Poison
- First edition
- Author: Chris Wooding
- Cover artist: Tim Edmonds
- Language: English
- Genre: Fiction
- Publisher: Scholastic Ltd.
- Publication date: 2003
- Publication place: United Kingdom
- Pages: 273
- ISBN: 0-439-75571-9

= Poison (Wooding novel) =

2003 young adult fantasy novel by Chris Wooding

Poison (2003) is a young adult English-language fantasy novel written by Chris Wooding, published in 2003. It is a highly metafictional novel which follows the adventures of a young (sixteen-year-old) female protagonist named Poison as she attempts to rescue her sister from the Phaerie Realm. It contains many intertextual references particularly to mythology, fairy tales and secondary world fantasy (i.e. a story about a world in which magic works without any connection to the "real" world) characteristics.

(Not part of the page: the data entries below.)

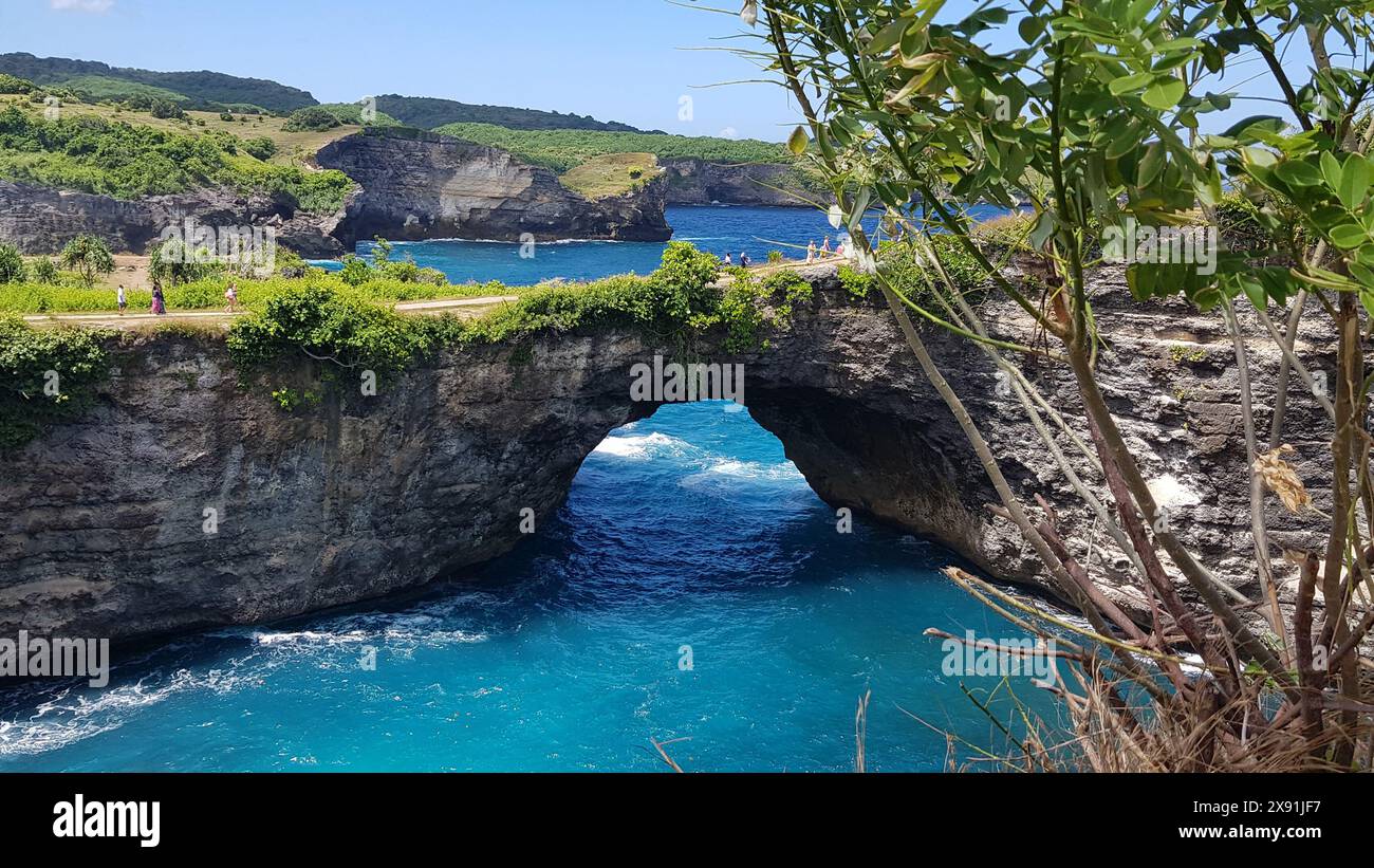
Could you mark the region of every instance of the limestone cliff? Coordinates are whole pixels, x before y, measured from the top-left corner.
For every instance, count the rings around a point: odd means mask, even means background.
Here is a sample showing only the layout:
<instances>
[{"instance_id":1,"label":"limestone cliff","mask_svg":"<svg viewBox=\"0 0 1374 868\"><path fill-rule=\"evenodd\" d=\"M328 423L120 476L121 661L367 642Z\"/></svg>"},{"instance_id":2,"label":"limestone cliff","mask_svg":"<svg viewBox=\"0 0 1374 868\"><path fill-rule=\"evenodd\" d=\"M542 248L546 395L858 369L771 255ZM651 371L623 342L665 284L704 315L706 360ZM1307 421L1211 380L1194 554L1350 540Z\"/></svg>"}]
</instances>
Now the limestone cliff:
<instances>
[{"instance_id":1,"label":"limestone cliff","mask_svg":"<svg viewBox=\"0 0 1374 868\"><path fill-rule=\"evenodd\" d=\"M811 207L824 194L807 190L791 166L717 163L703 159L660 161L669 205L767 205Z\"/></svg>"},{"instance_id":2,"label":"limestone cliff","mask_svg":"<svg viewBox=\"0 0 1374 868\"><path fill-rule=\"evenodd\" d=\"M518 242L563 238L666 240L665 184L587 199L547 169L507 151L418 130L370 129L330 143L316 162L361 184L337 235L352 246L469 238Z\"/></svg>"},{"instance_id":3,"label":"limestone cliff","mask_svg":"<svg viewBox=\"0 0 1374 868\"><path fill-rule=\"evenodd\" d=\"M104 239L115 251L146 253L165 228L194 218L202 225L272 227L278 242L301 255L337 257L346 253L334 238L342 217L342 210L306 214L287 196L232 190L115 199L0 180L0 240L30 254L56 253L82 233Z\"/></svg>"},{"instance_id":4,"label":"limestone cliff","mask_svg":"<svg viewBox=\"0 0 1374 868\"><path fill-rule=\"evenodd\" d=\"M745 365L749 412L833 507L929 536L993 575L1041 582L1015 532L985 510L987 478L890 313L851 299L824 266L813 280L815 301L767 349L730 356L708 341L695 352ZM1237 369L1219 319L1131 302L1113 273L1096 277L1094 295L1106 394L1145 471L1168 489L1175 529L1223 581L1250 582ZM995 334L1030 339L1018 308L988 302L982 315ZM1298 352L1329 365L1318 326L1305 328ZM1011 483L1057 504L1074 552L1120 582L1120 555L1073 507L988 360L962 338L925 332ZM629 371L672 354L616 330L449 350L375 397L290 415L236 385L216 339L142 336L111 352L113 375L85 419L0 457L0 635L256 622L491 559L522 538L522 510L543 522L558 508L607 431L655 409L629 400ZM1276 360L1260 342L1252 353L1263 418ZM308 364L286 360L283 371L306 378ZM1052 404L1073 405L1062 371L1030 376ZM1301 459L1318 457L1329 434L1309 396L1294 386L1290 400L1290 442L1309 475ZM1318 507L1329 500L1312 493ZM1276 547L1309 541L1281 508L1270 518ZM1116 595L1132 597L1127 586Z\"/></svg>"}]
</instances>

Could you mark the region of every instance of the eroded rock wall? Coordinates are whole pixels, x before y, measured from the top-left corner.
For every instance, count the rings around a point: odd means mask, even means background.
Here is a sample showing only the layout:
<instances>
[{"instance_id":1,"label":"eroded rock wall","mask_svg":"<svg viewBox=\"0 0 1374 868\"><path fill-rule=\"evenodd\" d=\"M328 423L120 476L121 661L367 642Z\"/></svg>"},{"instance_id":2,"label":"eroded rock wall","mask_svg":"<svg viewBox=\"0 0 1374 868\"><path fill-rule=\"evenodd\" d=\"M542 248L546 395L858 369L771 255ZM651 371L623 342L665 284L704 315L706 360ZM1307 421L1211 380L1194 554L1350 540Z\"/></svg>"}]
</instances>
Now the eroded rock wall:
<instances>
[{"instance_id":1,"label":"eroded rock wall","mask_svg":"<svg viewBox=\"0 0 1374 868\"><path fill-rule=\"evenodd\" d=\"M415 130L348 136L320 150L316 161L363 187L338 231L349 246L374 235L504 242L526 233L536 240L672 236L662 180L591 201L500 148Z\"/></svg>"},{"instance_id":2,"label":"eroded rock wall","mask_svg":"<svg viewBox=\"0 0 1374 868\"><path fill-rule=\"evenodd\" d=\"M750 413L833 507L1043 586L1029 548L987 511L991 485L890 313L877 299L851 299L827 268L813 280L816 299L798 305L767 349L728 356L708 341L698 357L745 365ZM1167 493L1175 529L1220 578L1252 582L1237 368L1220 320L1136 305L1120 275L1101 275L1094 294L1107 398ZM1020 309L981 312L995 334L1033 338ZM962 338L922 331L1011 485L1028 503L1041 494L1055 505L1074 553L1129 604L1120 552L1070 496L987 357ZM1276 357L1261 346L1252 342L1252 374L1264 419ZM1298 350L1329 369L1326 346L1311 326ZM653 412L629 400L629 383L631 367L655 353L671 356L616 330L453 350L383 382L375 397L349 393L286 413L267 387L238 386L218 341L118 343L87 418L0 457L0 635L122 637L256 622L414 588L500 555L522 538L521 510L547 519L587 453ZM305 389L311 364L283 360L273 382ZM1030 376L1052 405L1073 409L1059 368ZM1307 461L1320 459L1329 431L1309 396L1294 386L1290 400L1287 442L1300 472L1315 477ZM1066 437L1059 442L1073 452ZM1090 463L1073 460L1101 488ZM1314 496L1322 507L1327 493ZM1270 518L1276 549L1312 542L1276 503Z\"/></svg>"}]
</instances>

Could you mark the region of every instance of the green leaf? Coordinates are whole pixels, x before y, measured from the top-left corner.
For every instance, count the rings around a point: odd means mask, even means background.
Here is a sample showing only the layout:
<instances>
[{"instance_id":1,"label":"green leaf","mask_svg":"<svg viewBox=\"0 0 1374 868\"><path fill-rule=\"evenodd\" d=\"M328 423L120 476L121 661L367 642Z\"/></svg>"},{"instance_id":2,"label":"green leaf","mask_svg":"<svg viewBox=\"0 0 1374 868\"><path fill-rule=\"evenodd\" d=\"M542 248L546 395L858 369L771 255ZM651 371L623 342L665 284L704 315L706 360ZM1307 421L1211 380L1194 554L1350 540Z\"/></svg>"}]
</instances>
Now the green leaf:
<instances>
[{"instance_id":1,"label":"green leaf","mask_svg":"<svg viewBox=\"0 0 1374 868\"><path fill-rule=\"evenodd\" d=\"M1359 262L1347 262L1351 269L1351 276L1360 282L1360 286L1374 291L1374 271L1360 265ZM1363 298L1367 293L1360 293Z\"/></svg>"},{"instance_id":2,"label":"green leaf","mask_svg":"<svg viewBox=\"0 0 1374 868\"><path fill-rule=\"evenodd\" d=\"M1370 239L1369 232L1358 222L1345 222L1327 233L1331 243L1341 250L1353 250Z\"/></svg>"},{"instance_id":3,"label":"green leaf","mask_svg":"<svg viewBox=\"0 0 1374 868\"><path fill-rule=\"evenodd\" d=\"M1110 84L1107 84L1107 91L1110 91L1114 96L1121 96L1123 93L1129 93L1131 91L1139 91L1151 81L1154 81L1154 76L1151 73L1123 76L1121 78L1113 78Z\"/></svg>"},{"instance_id":4,"label":"green leaf","mask_svg":"<svg viewBox=\"0 0 1374 868\"><path fill-rule=\"evenodd\" d=\"M1265 308L1268 308L1270 304L1268 297L1264 294L1264 287L1260 286L1257 282L1250 280L1249 277L1241 277L1241 290L1245 293L1245 297L1250 299L1250 304L1254 305L1257 310L1264 310Z\"/></svg>"},{"instance_id":5,"label":"green leaf","mask_svg":"<svg viewBox=\"0 0 1374 868\"><path fill-rule=\"evenodd\" d=\"M1026 240L1030 242L1032 249L1039 250L1050 240L1051 235L1054 235L1054 214L1040 212L1040 218L1035 221L1035 227L1030 229Z\"/></svg>"},{"instance_id":6,"label":"green leaf","mask_svg":"<svg viewBox=\"0 0 1374 868\"><path fill-rule=\"evenodd\" d=\"M864 48L864 51L867 54L886 54L888 51L892 51L893 45L901 40L901 34L905 33L910 26L911 22L908 19L899 18L882 30L878 30L878 34L868 40L868 47Z\"/></svg>"},{"instance_id":7,"label":"green leaf","mask_svg":"<svg viewBox=\"0 0 1374 868\"><path fill-rule=\"evenodd\" d=\"M1337 188L1341 205L1355 210L1364 201L1364 194L1369 192L1369 188L1370 165L1359 154L1351 154L1345 158L1345 168L1341 169L1341 185Z\"/></svg>"},{"instance_id":8,"label":"green leaf","mask_svg":"<svg viewBox=\"0 0 1374 868\"><path fill-rule=\"evenodd\" d=\"M1322 183L1322 173L1309 162L1301 159L1285 159L1274 170L1279 180L1289 187L1316 187Z\"/></svg>"},{"instance_id":9,"label":"green leaf","mask_svg":"<svg viewBox=\"0 0 1374 868\"><path fill-rule=\"evenodd\" d=\"M1164 172L1164 165L1167 162L1167 152L1164 150L1162 141L1151 141L1145 150L1145 157L1140 159L1140 169L1136 177L1138 187L1149 187L1160 173Z\"/></svg>"},{"instance_id":10,"label":"green leaf","mask_svg":"<svg viewBox=\"0 0 1374 868\"><path fill-rule=\"evenodd\" d=\"M1322 177L1331 190L1341 188L1341 161L1331 157L1330 151L1322 151Z\"/></svg>"},{"instance_id":11,"label":"green leaf","mask_svg":"<svg viewBox=\"0 0 1374 868\"><path fill-rule=\"evenodd\" d=\"M1017 22L1017 33L1026 45L1032 45L1044 33L1044 22L1035 15L1026 15Z\"/></svg>"},{"instance_id":12,"label":"green leaf","mask_svg":"<svg viewBox=\"0 0 1374 868\"><path fill-rule=\"evenodd\" d=\"M1146 88L1145 96L1142 99L1145 100L1145 104L1149 106L1150 108L1156 108L1158 111L1168 111L1169 108L1179 104L1179 100L1183 99L1183 93L1186 91L1187 88L1183 85L1180 80L1165 78L1161 81L1156 81L1153 85Z\"/></svg>"}]
</instances>

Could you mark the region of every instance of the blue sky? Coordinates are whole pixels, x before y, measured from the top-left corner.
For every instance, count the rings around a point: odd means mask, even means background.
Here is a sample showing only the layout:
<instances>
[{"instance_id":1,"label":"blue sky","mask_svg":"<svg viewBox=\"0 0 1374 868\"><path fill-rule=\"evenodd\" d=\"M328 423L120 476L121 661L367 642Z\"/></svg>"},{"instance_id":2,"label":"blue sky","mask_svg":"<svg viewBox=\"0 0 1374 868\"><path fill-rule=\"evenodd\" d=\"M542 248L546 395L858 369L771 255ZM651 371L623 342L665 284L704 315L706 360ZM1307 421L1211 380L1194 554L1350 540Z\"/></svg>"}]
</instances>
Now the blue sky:
<instances>
[{"instance_id":1,"label":"blue sky","mask_svg":"<svg viewBox=\"0 0 1374 868\"><path fill-rule=\"evenodd\" d=\"M691 0L0 0L0 52L272 78L322 102L375 93L591 114L644 129L780 141L800 122L782 88L725 51L746 29ZM739 0L699 0L738 8ZM941 21L971 0L951 0ZM998 45L999 38L993 38ZM998 45L1000 47L1000 45ZM1296 40L1285 65L1301 71ZM1252 52L1253 54L1253 52ZM1224 91L1263 73L1253 56ZM1263 76L1261 76L1263 77ZM1252 85L1254 88L1256 85ZM1260 95L1276 96L1271 84ZM691 99L690 118L682 111ZM1272 103L1212 115L1221 129Z\"/></svg>"},{"instance_id":2,"label":"blue sky","mask_svg":"<svg viewBox=\"0 0 1374 868\"><path fill-rule=\"evenodd\" d=\"M322 102L441 96L783 140L800 118L780 88L701 87L757 70L679 51L742 30L665 0L0 0L0 52L272 78Z\"/></svg>"}]
</instances>

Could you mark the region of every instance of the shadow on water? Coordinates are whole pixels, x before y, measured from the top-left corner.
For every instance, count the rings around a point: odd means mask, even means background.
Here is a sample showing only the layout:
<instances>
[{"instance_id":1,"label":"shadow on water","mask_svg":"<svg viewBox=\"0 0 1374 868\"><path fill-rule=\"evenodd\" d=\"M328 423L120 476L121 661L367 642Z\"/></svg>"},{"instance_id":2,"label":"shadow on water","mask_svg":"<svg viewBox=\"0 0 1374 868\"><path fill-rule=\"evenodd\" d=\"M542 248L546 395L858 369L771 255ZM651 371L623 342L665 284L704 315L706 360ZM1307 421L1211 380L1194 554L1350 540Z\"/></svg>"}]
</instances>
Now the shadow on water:
<instances>
[{"instance_id":1,"label":"shadow on water","mask_svg":"<svg viewBox=\"0 0 1374 868\"><path fill-rule=\"evenodd\" d=\"M683 738L688 770L846 770L866 691L872 769L944 768L945 738L907 711L999 747L922 630L1017 632L938 575L944 549L837 521L747 413L669 405L611 433L488 564L174 639L104 689L7 692L0 768L657 770L650 739Z\"/></svg>"}]
</instances>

Wooding credits his travels through Europe, as the inspiration for Poison. He says of the novel:"It can be read one level as a weird, gruesome kind of fairy tale, but there's a lot more to it than that. I spent most of my time writing this novel worrying about whether anyone would 'get' it, or whether it would sound like some degenerate A-Level student's philosophical rant when it was all finished instead of the story it was supposed to be, but I think it all worked out fine in the end. I'm very happy with it, anyways. And at least I got to put all the folklore I studied at University to good use."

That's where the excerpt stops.